Reverse Engineering Ant Neck Design


Ants can lift and carry extraordinarily heavy loads and the neck is the single joint that connects the load path from the thorax to the head. To accurately model the geometry of the neck region of a Formica exsectoides specimen, micro-computed tomography (CT) was used to obtain high resolution 3-dimensional data and was converted to a mesh for mechanical analysis. Unlike typical microscopy techniques, microCT captures internal features that would otherwise be difficult or impossible to obtain.


  • Acquisition of microCT images of specimens
  • Generation of anatomically correct mesh of ant neck
  • FE-based simulation of load on the ant neck

Thanks to

Department of Mechanical and Aerospace Engineering, The Ohio State University: 
V. N. Nguyen • B.W. Lilly • C.E. Castro

Image Acquisition

To prepare for microCT imaging, specimens were fixed in alcoholic Bouin’s solution, stained with Iodine, transferred to ethanol, and dehydrated using HMDS. The dry specimens were fixed to the surface of a plastic plate using a low viscosity cyanoacrylate glue. The plate was then mounted to a sample holder using adhesive putty in a SkyScan 1172 microCT scanner. The X-Ray images were processed using SkyScan software into serial 2-dimensional slices.

Mesh and Model Generation

The serial 2-dimensional slices were imported into ScanIP (Simpleware Ltd. Exeter, UK). The exoskeleton and esophagus were segmented using built-in tools such as threshold flood fill, painting, and boolean operations on masked sections. The segmented structure was cropped to focus detail on the neck region and meshed using the built-in algorithm +FEGrid within the +FE module of ScanIP. The algorithm produced a combination of tetrahedral and hexahedral elements, totaling 6,594,672 elements and 648,489 nodes with an average in-out aspect ratio of 0.7248. The mesh, consisting of four different parts, was imported into Abaqus® for mechanical analysis.

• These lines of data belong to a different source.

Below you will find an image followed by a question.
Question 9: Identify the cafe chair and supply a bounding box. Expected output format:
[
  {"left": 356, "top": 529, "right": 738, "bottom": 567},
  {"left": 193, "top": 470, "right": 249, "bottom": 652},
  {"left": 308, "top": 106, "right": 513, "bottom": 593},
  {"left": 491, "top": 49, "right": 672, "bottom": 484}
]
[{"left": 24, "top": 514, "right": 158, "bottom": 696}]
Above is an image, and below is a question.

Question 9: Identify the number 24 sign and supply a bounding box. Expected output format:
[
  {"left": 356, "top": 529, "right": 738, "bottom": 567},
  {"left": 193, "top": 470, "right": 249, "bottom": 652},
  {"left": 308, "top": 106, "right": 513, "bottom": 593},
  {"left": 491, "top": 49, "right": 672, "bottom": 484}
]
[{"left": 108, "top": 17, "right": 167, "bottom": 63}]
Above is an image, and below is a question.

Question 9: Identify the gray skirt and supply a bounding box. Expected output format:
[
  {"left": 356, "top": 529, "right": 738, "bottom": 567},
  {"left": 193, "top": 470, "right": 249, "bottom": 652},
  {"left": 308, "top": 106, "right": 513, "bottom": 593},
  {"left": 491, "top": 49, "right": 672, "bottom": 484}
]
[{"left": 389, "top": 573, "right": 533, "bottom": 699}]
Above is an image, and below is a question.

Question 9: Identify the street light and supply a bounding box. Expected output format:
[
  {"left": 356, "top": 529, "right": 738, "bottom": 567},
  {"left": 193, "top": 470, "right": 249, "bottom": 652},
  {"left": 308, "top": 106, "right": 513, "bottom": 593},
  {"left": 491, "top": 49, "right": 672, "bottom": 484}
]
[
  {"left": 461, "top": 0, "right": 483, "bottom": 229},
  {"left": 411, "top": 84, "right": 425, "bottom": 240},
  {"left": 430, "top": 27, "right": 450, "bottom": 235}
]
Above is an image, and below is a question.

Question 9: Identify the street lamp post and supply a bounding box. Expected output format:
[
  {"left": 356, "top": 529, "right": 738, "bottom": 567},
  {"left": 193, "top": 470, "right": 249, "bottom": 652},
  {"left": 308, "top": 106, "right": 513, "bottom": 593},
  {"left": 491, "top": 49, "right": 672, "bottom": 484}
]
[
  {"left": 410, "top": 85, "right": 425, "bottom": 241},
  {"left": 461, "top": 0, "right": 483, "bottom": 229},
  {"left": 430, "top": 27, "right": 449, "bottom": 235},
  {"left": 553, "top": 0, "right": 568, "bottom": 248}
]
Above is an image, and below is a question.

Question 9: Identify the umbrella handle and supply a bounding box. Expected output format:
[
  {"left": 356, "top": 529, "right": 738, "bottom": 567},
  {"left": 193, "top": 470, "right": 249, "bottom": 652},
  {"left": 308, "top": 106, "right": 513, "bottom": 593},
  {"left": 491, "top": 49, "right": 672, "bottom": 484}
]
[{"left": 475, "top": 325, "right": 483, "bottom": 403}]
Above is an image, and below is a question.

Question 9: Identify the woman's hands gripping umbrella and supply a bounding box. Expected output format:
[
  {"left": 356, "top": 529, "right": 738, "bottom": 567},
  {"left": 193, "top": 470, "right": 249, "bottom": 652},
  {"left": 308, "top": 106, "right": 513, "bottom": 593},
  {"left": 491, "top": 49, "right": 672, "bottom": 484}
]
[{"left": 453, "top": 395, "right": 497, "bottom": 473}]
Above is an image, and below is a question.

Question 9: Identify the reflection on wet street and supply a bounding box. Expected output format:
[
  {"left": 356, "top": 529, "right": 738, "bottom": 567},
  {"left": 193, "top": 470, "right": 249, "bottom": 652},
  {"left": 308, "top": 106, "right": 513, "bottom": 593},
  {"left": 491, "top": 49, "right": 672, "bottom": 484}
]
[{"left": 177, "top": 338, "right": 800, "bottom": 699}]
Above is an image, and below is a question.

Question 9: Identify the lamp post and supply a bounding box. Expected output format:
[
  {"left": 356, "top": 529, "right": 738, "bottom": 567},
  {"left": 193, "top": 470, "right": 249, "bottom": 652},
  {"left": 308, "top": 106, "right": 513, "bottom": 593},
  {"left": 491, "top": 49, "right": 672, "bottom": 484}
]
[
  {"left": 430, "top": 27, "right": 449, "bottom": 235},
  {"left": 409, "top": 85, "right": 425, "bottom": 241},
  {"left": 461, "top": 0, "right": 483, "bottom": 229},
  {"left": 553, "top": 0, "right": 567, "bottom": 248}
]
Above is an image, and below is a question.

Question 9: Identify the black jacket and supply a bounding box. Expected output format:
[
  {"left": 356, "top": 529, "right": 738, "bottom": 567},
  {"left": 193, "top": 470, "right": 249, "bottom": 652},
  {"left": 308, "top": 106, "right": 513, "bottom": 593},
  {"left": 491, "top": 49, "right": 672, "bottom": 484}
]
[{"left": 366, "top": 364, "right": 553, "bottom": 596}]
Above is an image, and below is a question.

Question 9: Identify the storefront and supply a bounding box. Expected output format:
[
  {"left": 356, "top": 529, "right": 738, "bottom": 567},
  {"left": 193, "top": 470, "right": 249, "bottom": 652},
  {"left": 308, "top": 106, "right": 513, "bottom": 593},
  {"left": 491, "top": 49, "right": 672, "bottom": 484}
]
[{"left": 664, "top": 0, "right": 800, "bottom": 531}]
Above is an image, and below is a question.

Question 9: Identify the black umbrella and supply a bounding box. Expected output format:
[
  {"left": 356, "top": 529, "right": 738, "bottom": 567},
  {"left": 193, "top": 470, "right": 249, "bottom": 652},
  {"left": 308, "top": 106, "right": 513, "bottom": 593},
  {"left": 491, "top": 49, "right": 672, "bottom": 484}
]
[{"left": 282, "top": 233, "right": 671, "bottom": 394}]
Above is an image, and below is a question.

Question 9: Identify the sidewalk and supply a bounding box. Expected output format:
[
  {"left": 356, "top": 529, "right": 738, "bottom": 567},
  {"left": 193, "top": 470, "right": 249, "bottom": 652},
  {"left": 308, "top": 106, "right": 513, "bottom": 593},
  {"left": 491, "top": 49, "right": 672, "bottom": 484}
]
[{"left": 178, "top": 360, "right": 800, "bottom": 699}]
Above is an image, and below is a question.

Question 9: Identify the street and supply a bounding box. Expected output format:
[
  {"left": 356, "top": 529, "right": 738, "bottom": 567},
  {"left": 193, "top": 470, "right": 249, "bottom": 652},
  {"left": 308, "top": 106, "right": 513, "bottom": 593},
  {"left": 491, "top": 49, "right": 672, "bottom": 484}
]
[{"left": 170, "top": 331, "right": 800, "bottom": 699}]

The mesh was imported into Abaqus® and was easily manipulated as a result of using the built-in material placeholders and node/mesh set definitions in +FE. The results of the 3-dimensional model show a series of complex folds within the neck membrane that account for large deformation under lower loads. The FE analysis also reveals a stress concentration at the material transition between the neck membrane and head exoskeleton that corresponds to the rupture location under high loads.